How Microfiber Works
If you were to look at a cross section of a split microfiber you would find that it resembles a start or asterisk (*), differing from a cotton fiber which resembles a circle.
Microfiber vs Cotton Fiber
This asterisk shape allows microfiber to trap particles, such as dirt and liquid, within the individual fibers. Cotton fibers, in contrast, can only cling to particles around its outer surface and tend to push dirt and liquids around rather than absorb it.
As mentioned above, the fibers are also positively charged. The positive charge of the fibers attract negatively charged dirt and liquid which is then absorbed into the split fibers.
The Benefit of Microfiber
Microfiber is:
Highly Absorbent
Attracts Dirt
Penetrates Small Spaces
Lint Free
Strong and Durable
Cost Efficient
Light Weight
Resists Shrinking and Stretching
Wrinkle Free
A Message From Cabinets To Go
What Makes a Quality Microfiber Towel?
Density / Weight
Microfiber towels are typically rated in GSM which stands for grams per square meter or gm/2. This is a measurement of density of the towel but may also be referred to as the weight by some manufacturers and retailers. Do not confuse this with the denier, which is the measure of individual fibers.
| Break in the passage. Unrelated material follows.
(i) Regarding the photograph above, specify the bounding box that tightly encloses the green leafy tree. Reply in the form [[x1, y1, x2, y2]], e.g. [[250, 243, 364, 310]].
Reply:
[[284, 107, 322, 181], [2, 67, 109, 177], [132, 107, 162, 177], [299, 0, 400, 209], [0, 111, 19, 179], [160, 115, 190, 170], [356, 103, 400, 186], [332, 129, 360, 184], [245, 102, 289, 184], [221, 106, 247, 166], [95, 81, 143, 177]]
The higher the GSM the thicker, plushier, and generally softer the towel will be. To put this in perspective, towels in the 200-350 GSM range would be suitable for general cleaning of surfaces not prone to scratches such as hard textured plastic, glass, and leather seats. Towels in the 600-700 GSM range would be more suited to cleaning and drying delicate surfaces such as soft automotive paints and clear plastics.
A heavier towel also tends to last longer due to having more fiber contained within. Though heavier towels will certainly cost more, the longer life can make up for it if you plan to use it enough times.
A good physical test of density is to hold a towel up to light and stretch it out. Does light pass through? Quality towels will be dense enough to block out most light.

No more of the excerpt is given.